In 2015, a 32 SNP (single nucleotide polymorphism) panel analysis, with 27 markers covering all 19 chromosomes and the X chromosome, as well as 5 markers that distinguish between the C57BL/6J and C57BL/6N substrains, was performed on all 14 heterozygous mice from the first generation rederived living colony at The Jackson Laboratory Repository. All 26 markers on somatic chromosomes throughout the genome suggest a C57BL/6 genetic background.
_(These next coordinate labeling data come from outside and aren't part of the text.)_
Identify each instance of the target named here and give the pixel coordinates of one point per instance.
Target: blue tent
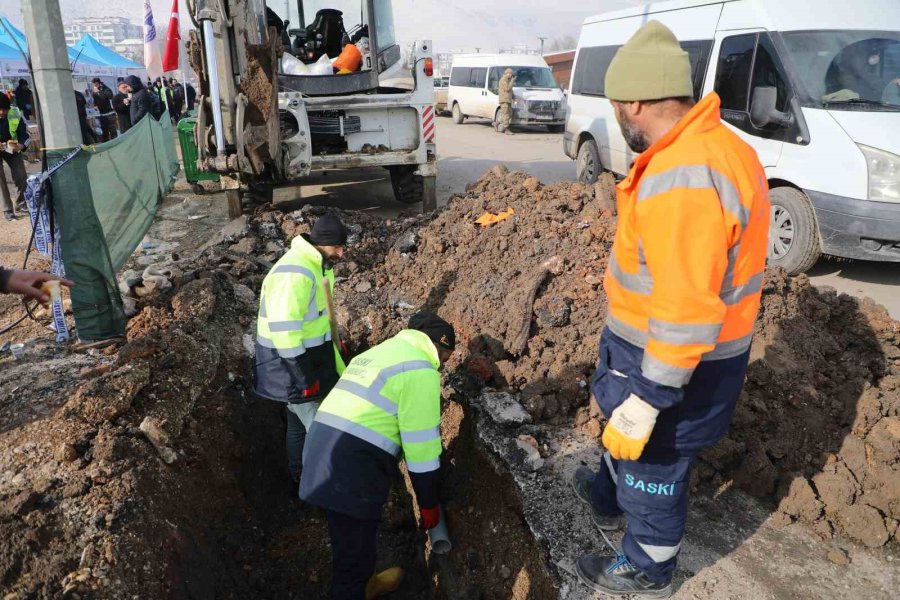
(91, 48)
(7, 53)
(13, 38)
(9, 35)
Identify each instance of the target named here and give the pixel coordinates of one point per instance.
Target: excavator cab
(293, 87)
(323, 29)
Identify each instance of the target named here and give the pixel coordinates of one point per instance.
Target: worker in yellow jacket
(296, 359)
(386, 406)
(684, 282)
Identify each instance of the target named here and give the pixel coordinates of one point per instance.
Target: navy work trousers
(653, 490)
(353, 555)
(653, 494)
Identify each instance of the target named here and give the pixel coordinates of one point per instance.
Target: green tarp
(105, 199)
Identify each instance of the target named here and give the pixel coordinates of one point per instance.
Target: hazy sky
(450, 24)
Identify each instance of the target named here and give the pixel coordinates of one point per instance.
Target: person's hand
(430, 517)
(28, 284)
(629, 428)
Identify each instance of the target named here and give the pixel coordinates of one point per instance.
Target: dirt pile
(818, 424)
(149, 470)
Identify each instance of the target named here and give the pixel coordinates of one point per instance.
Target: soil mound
(817, 428)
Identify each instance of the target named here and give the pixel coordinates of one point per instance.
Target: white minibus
(812, 85)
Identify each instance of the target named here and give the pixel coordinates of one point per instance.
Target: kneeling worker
(387, 404)
(296, 361)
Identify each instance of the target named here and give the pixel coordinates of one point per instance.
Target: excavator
(291, 87)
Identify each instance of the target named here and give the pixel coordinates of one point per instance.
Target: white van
(812, 85)
(475, 79)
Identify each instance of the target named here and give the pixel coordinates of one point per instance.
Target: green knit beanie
(651, 66)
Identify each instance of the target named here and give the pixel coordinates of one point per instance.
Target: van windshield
(529, 77)
(846, 70)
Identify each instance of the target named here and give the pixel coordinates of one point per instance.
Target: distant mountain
(450, 24)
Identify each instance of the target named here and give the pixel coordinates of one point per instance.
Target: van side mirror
(763, 111)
All heterozygous females, but none of the heterozygous males, had one marker on the X chromosome [~66.9 Mbp] segregating for C57BL/6 and 129 allele-type.
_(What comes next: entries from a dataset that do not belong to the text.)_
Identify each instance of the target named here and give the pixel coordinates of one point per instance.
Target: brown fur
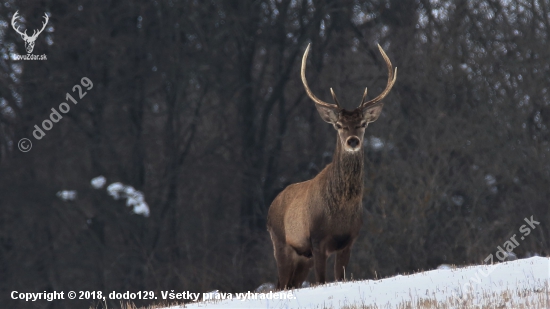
(310, 220)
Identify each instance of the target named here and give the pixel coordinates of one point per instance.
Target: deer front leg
(341, 262)
(320, 262)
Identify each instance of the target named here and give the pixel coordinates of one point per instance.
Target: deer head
(29, 40)
(351, 125)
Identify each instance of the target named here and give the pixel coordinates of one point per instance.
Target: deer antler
(391, 80)
(34, 35)
(309, 93)
(13, 19)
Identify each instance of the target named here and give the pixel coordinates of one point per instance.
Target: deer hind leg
(301, 270)
(320, 263)
(341, 262)
(285, 267)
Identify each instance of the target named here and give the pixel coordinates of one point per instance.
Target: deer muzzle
(353, 143)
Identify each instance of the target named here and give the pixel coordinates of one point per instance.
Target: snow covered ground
(517, 284)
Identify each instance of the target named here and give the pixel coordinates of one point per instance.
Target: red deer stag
(310, 220)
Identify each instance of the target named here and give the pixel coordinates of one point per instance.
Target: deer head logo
(29, 40)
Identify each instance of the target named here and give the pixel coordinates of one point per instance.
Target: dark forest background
(199, 105)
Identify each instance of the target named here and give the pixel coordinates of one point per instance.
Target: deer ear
(328, 114)
(372, 112)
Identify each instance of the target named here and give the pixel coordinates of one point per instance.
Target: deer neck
(345, 181)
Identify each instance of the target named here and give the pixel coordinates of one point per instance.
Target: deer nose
(353, 142)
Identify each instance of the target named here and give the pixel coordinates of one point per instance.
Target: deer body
(310, 220)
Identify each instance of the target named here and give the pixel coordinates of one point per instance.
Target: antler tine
(334, 97)
(364, 95)
(392, 75)
(13, 19)
(308, 91)
(43, 25)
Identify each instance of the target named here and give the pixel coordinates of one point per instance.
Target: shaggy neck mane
(345, 176)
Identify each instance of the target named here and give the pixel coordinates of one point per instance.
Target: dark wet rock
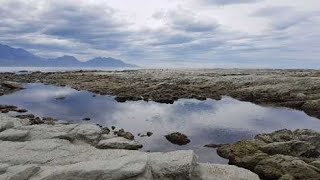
(279, 155)
(297, 89)
(21, 110)
(178, 138)
(276, 166)
(4, 111)
(127, 135)
(49, 119)
(105, 130)
(25, 116)
(61, 98)
(213, 145)
(12, 85)
(149, 134)
(120, 99)
(7, 108)
(37, 120)
(166, 101)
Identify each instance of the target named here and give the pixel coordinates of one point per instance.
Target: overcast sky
(184, 33)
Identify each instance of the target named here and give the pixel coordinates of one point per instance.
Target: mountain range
(10, 57)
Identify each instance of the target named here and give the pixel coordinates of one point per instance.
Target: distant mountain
(19, 57)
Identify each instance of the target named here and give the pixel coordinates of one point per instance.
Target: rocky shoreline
(75, 152)
(283, 154)
(298, 89)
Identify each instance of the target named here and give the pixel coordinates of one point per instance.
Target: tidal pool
(204, 122)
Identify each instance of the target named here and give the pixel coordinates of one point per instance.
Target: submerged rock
(26, 116)
(149, 134)
(283, 154)
(60, 151)
(127, 135)
(178, 138)
(61, 98)
(213, 145)
(12, 85)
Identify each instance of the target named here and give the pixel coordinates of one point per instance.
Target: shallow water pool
(204, 122)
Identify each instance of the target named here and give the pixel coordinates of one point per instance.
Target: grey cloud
(284, 17)
(186, 20)
(228, 2)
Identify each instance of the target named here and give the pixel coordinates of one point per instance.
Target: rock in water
(178, 138)
(149, 134)
(12, 85)
(61, 152)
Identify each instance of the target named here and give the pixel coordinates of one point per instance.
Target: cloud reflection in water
(210, 121)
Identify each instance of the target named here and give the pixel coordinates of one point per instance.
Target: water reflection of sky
(210, 121)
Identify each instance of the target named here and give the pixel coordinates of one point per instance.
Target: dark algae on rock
(178, 138)
(283, 154)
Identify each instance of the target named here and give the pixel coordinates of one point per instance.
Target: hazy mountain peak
(19, 57)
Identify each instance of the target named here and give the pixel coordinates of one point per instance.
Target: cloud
(228, 2)
(149, 32)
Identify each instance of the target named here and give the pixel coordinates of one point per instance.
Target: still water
(204, 122)
(60, 69)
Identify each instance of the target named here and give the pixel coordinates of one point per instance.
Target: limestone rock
(283, 154)
(119, 143)
(13, 135)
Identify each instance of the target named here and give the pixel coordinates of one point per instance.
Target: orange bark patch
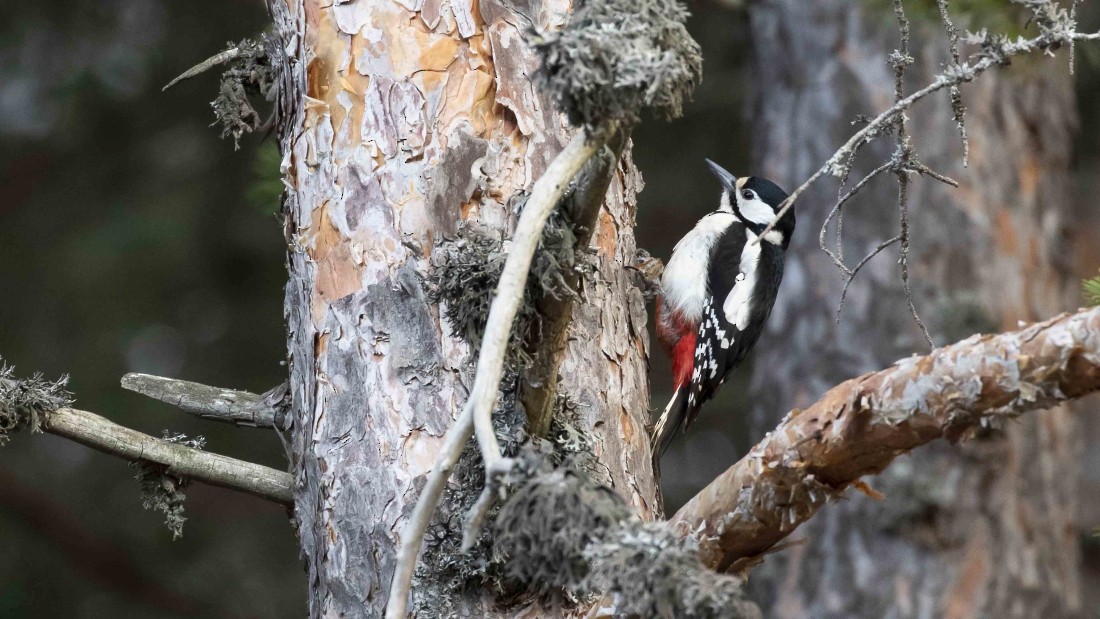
(961, 603)
(1008, 242)
(607, 235)
(1029, 178)
(337, 269)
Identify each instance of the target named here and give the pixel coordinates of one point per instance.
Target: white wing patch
(683, 283)
(737, 307)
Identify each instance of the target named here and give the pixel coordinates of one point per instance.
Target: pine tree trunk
(409, 118)
(982, 529)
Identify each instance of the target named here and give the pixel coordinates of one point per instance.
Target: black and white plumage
(716, 294)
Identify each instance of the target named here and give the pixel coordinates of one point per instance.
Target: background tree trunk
(982, 529)
(411, 117)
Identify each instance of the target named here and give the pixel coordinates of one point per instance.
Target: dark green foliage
(469, 265)
(25, 401)
(616, 57)
(253, 73)
(652, 573)
(163, 492)
(1090, 289)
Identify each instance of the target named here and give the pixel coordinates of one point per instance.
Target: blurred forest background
(133, 240)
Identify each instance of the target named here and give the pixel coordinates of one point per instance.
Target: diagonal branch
(539, 383)
(476, 413)
(105, 435)
(230, 406)
(860, 426)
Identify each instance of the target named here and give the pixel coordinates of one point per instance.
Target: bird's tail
(671, 420)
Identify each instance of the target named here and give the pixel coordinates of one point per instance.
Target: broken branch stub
(860, 426)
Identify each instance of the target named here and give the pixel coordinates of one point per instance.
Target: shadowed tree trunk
(983, 529)
(409, 118)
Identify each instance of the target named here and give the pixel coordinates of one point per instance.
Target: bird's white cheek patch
(737, 307)
(756, 211)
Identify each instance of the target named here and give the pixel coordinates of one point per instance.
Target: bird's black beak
(727, 180)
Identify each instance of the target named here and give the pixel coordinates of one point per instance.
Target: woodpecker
(716, 293)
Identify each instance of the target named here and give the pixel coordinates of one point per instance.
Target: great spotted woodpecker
(716, 293)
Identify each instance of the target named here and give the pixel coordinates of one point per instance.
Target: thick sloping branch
(180, 461)
(230, 406)
(860, 426)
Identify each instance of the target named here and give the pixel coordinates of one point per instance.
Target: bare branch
(538, 385)
(476, 413)
(228, 406)
(903, 158)
(836, 212)
(205, 66)
(180, 461)
(958, 109)
(997, 53)
(851, 274)
(859, 427)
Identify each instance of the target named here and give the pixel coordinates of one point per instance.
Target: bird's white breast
(683, 283)
(738, 304)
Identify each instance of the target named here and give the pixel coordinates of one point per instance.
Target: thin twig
(958, 109)
(180, 461)
(838, 257)
(476, 413)
(205, 66)
(228, 406)
(903, 156)
(977, 64)
(851, 275)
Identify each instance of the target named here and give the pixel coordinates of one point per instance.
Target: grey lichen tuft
(164, 492)
(442, 561)
(616, 57)
(572, 446)
(25, 401)
(469, 265)
(542, 530)
(652, 573)
(252, 73)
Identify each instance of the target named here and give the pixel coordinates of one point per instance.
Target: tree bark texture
(982, 529)
(409, 118)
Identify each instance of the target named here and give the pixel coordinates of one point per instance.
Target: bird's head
(755, 201)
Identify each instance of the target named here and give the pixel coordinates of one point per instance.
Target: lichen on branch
(25, 401)
(859, 427)
(617, 57)
(163, 492)
(468, 268)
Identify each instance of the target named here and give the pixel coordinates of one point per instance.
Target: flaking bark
(407, 119)
(950, 540)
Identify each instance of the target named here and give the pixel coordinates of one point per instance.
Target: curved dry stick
(859, 427)
(477, 412)
(205, 66)
(837, 257)
(182, 461)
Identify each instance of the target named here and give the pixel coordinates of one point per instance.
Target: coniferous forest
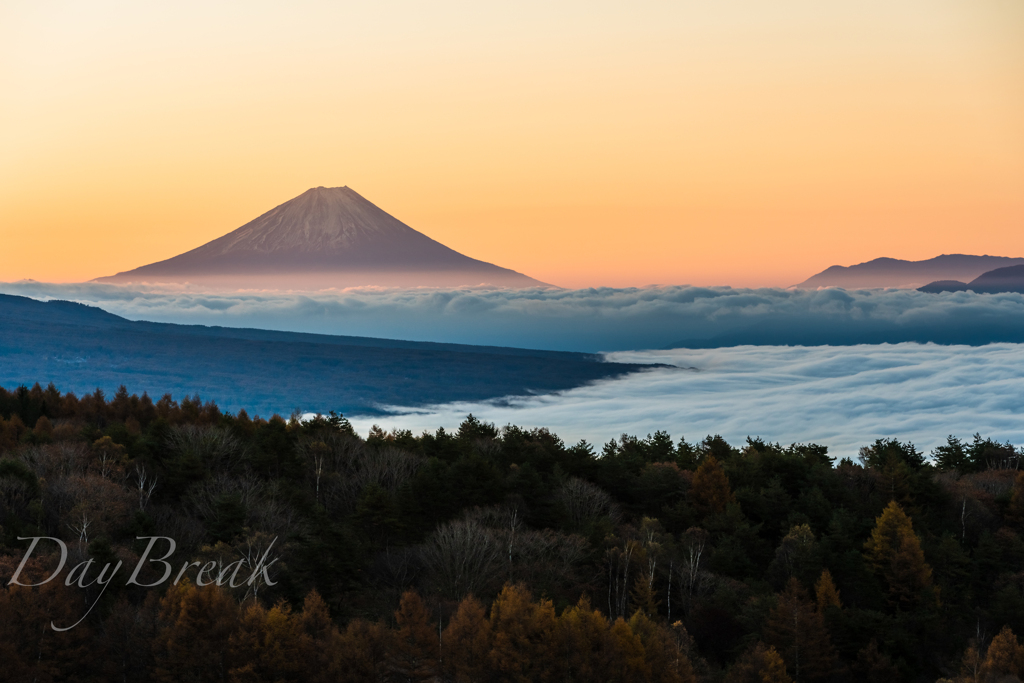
(495, 553)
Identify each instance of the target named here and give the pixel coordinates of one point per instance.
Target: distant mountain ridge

In addition, 3 of 5 markers that determine C57BL/6J from C57BL/6N were found to be segregating in all tested mice (chromosomes 8 [~15.2 Mbp], 15 [~57.6 Mbp] and 19 [~49.9 Mbp]), and some mice had one marker segregating on chromosome 13 [~41.0 Mbp]. These data suggest that the mice sent to The Jackson Laboratory Repository were on a mixed C57BL/6N;C57BL/6J genetic background, or alternatively, the C57BL/6JOlaHsd contributions may have similar SNPs as C57BL/6N.

Allele

Symbol: Csnk1a1^tm1.1Ybn
Name: targeted mutation 1.1, Yinon Ben-Neriah
MGI accession ID: MGI:5543667
Generation method: Targeted
Attributes: Conditional ready (e.g. floxed); No functional change
Synonyms: Csnk1a1^fl
Marker symbol: Csnk1a1
Marker name: casein kinase 1, alpha 1
Marker synonyms: 2610208K14Rik; 4632404G05Rik; 5430427P18Rik; CK1; CK1a; CKIa; HEL-S-77p; HLCDGP1; PRO2975
Chromosome: 18
Strain of origin: (129X1/SvJ x 129S1/Sv)F1-Kitl⁺
Molecular note: A floxed neomycin resistance cassette was inserted upstream of exon 1. An additional loxP site was inserted downstream of exon 2. Cre-mediated recombination removed the neomycin resistance cassette and left exons 1 and 2 floxed.